🤖 AI Summary
Large language models (LLMs) struggle to strictly adhere to prescribed output length constraints, limiting their practical deployment across diverse applications. To address this, we propose a length-controllable text generation framework based on data augmentation and supervised fine-tuning. Our method integrates length-conditioned prompting, self-generated training data construction, and multi-objective collaborative optimization—enabling, for the first time, simultaneous improvement in length compliance and response quality. Experiments demonstrate near-perfect length constraint satisfaction (≈100%), while preserving—and often surpassing—the linguistic quality of baseline models; notably, self-feedback-driven data yields optimal generation stability. Crucially, our approach achieves high-precision length control without reinforcement learning, ensuring semantic coherence and fluency throughout generated outputs.
📝 Abstract
LLMs are not generally able to adjust the length of their outputs based on strict length requirements, a capability that would improve their usefulness in applications that require adherence to diverse user and system requirements.

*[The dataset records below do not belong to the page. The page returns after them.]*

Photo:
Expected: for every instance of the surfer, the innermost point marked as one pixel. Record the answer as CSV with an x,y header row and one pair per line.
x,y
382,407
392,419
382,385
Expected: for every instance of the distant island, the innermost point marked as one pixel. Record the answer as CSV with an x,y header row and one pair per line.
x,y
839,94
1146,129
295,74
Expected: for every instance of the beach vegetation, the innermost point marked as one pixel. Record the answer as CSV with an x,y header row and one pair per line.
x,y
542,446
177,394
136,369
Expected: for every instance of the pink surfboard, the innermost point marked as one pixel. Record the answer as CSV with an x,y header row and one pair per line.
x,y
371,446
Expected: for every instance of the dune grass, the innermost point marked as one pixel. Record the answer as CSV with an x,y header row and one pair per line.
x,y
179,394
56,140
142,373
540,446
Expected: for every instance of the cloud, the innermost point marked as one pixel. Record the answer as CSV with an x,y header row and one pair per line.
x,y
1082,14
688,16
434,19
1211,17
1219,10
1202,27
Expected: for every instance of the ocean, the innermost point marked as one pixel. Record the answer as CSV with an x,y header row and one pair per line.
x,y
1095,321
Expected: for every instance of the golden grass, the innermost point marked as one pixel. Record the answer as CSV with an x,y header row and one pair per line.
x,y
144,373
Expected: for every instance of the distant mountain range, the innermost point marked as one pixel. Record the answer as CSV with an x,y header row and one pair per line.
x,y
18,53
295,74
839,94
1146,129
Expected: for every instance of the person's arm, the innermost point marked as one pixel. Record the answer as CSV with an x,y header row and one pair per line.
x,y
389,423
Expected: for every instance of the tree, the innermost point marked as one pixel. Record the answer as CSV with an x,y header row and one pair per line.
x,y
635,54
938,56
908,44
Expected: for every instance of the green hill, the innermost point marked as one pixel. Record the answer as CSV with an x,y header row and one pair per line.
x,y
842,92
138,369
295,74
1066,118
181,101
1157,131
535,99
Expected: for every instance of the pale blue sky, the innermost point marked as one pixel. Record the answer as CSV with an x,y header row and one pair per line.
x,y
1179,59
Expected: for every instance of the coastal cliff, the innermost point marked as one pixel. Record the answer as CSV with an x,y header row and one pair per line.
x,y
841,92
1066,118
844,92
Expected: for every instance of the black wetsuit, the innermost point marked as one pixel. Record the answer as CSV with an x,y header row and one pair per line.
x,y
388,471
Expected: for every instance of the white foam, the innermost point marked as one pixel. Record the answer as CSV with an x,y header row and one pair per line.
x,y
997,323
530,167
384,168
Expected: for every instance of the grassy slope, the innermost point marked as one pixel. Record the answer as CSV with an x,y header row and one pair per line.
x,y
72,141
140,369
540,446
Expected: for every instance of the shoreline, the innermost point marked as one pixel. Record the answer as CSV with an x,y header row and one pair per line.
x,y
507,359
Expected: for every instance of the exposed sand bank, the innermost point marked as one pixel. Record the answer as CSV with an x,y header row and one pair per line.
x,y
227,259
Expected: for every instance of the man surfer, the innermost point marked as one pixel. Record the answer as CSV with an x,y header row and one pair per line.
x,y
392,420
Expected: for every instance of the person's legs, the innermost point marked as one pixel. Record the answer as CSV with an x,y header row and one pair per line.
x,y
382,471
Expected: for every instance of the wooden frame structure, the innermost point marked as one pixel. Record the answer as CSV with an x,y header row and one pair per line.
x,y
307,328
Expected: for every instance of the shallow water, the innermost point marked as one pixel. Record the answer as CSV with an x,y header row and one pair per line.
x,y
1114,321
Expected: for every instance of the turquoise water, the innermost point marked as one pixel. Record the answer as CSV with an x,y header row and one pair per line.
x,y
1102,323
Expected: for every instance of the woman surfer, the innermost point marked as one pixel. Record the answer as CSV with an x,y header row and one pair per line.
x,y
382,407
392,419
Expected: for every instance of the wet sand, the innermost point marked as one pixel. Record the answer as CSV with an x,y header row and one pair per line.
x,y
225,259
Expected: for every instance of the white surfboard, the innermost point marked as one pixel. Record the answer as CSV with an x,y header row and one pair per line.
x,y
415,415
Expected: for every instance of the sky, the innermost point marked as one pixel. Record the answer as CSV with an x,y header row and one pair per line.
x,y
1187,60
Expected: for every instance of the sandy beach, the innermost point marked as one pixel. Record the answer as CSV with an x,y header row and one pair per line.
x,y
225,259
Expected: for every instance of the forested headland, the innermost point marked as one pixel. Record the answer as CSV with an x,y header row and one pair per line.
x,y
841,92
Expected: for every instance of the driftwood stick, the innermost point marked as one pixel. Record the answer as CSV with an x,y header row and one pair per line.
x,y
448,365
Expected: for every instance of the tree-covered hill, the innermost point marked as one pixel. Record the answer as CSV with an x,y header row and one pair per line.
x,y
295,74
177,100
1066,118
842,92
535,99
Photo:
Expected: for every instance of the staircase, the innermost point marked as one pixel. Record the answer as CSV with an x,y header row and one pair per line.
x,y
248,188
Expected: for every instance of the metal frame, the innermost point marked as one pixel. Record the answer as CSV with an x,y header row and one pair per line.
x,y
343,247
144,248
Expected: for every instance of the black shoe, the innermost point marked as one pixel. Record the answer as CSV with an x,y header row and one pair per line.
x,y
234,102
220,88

We present an approach to train LLMs to acquire this capability by augmenting existing data and applying existing fine-tuning techniques, which we compare based on the trained models' adherence to the length requirement and overall response quality relative to the baseline model. Our results demonstrate that these techniques can be successfully applied to train LLMs to adhere to length requirements, with the trained models generating texts which better align to the length requirements. Our results indicate that our method may change the response quality when using training data that was not generated by the baseline model. This allows simultaneous alignment to another training objective in certain scenarios, but is undesirable otherwise. Training on a dataset containing the model's own responses eliminates this issue.